Her IRL comedy, however, is distinct from the short clips you might see populating her Instagram feed. Poetry, as well as songs in the style of big cabaret numbers, are a core part of her performances, which marry narcissism and self-deprecation as a fun, flirty brand of satire. An exaggerated version of her real self on stage, Cohen’s newer work takes an unflinching look at her life, aged 31 and in a stable relationship. “It’s really about figuring out how to enter this new chapter of my life, and who I want to be,” she says. “Also, there are a lot of things I didn’t have together in my 20s that I have now, so why am I still filled with existential dread?”
For all its jovial, look-at-me energy, Cohen’s work is underscored by the depths of her generation’s anxiety, a sentiment this show only expands on. “I talk about feeling perpetually dissatisfied, wondering if getting married or having kids is the logical next step – I have a line that says, ‘Is that really what I want or does it just feel like the next thing to have?’ So it’s asking what do I want and what do I want because I’m told by society that I should want it,” shares Cohen.

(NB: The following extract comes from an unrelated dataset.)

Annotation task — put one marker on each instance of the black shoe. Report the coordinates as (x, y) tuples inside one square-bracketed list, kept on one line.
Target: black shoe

Cohen’s comedy is all about confronting these issues head-on; Come For Me even has a segment about her decision to freeze her eggs. “The main thing is being told by doctors you have to have a kid before you’re 35 – how am I supposed to decide in four years? That’s insane,” says Cohen. “Egg freezing is becoming pretty popular in the US, and because I have PCOS [polycystic ovary syndrome] I’d been told it would be hard to get pregnant. So I was like, ‘What if I just snatched up these eggs while they’re young? Stick them in the freezer.’ I was lucky I had savings because it’s extremely expensive, but I will say I have found a sense of calm from it – not that I have all the time in the world – but knowing that I’ve made a decision and that I have eggs, because I’ve had irregular cycles and hormonal imbalances my whole life.”

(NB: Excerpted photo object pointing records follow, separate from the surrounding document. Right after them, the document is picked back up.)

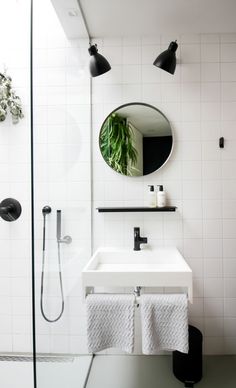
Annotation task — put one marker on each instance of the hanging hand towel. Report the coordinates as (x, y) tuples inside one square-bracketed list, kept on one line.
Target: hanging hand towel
[(110, 322), (164, 323)]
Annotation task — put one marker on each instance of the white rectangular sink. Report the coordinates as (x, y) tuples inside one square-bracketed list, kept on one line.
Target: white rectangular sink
[(162, 267)]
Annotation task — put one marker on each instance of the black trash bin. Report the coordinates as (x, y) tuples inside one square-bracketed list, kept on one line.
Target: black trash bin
[(187, 367)]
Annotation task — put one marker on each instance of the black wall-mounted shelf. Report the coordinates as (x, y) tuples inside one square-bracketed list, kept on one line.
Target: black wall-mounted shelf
[(136, 209)]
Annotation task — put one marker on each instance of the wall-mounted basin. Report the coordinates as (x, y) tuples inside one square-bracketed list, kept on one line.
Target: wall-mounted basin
[(162, 267)]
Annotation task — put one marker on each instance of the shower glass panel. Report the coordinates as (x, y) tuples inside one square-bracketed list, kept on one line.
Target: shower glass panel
[(15, 235), (61, 88)]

This kind of personal candour, particularly around women’s issues, is typical for Cohen, who often alludes to the evils of the patriarchy in her work. When Roe v Wade (the landmark supreme ruling that gave women in America the right to an abortion) was overturned last June, she was preparing for a run of work-in-progress shows in Edinburgh, and felt there was no way to not include it in the show. “I couldn’t ignore it,” she says. “I grew up in Texas and went to these very religious schools and summer camps, which really influenced how I saw the world then (in terms of sex and dating), so I talk about how these laws are all wrapped up in religion in this show, as well as my upbringing, which I haven’t addressed in the past. I have a line about how God could have been cool, but Republicans ruined it.”

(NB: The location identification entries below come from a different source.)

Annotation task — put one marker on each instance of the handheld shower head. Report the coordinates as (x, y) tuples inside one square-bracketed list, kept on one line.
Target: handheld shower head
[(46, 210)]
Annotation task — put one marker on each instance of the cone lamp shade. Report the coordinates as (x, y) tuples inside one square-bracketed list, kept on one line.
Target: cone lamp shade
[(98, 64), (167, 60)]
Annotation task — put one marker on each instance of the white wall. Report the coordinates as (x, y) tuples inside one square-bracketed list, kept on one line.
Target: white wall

With acting ambitions beyond comedy – and an upcoming role in Paramount+ romcom At Midnight – it’s her intimacy with her audience and, of course, their problems that makes her performances shine. In London on Friday night, she opens to a crowd that includes Clara Amfo and Andrew Scott, with segments that centre on worrying about the age of her therapist, living her life for ‘the memoir’, and the ease of getting pregnant versus buying a house. “I feel like that one always lands,” she told me earlier, “And we all feel very heard.”
Catherine Cohen tours Come for Me until 11th February.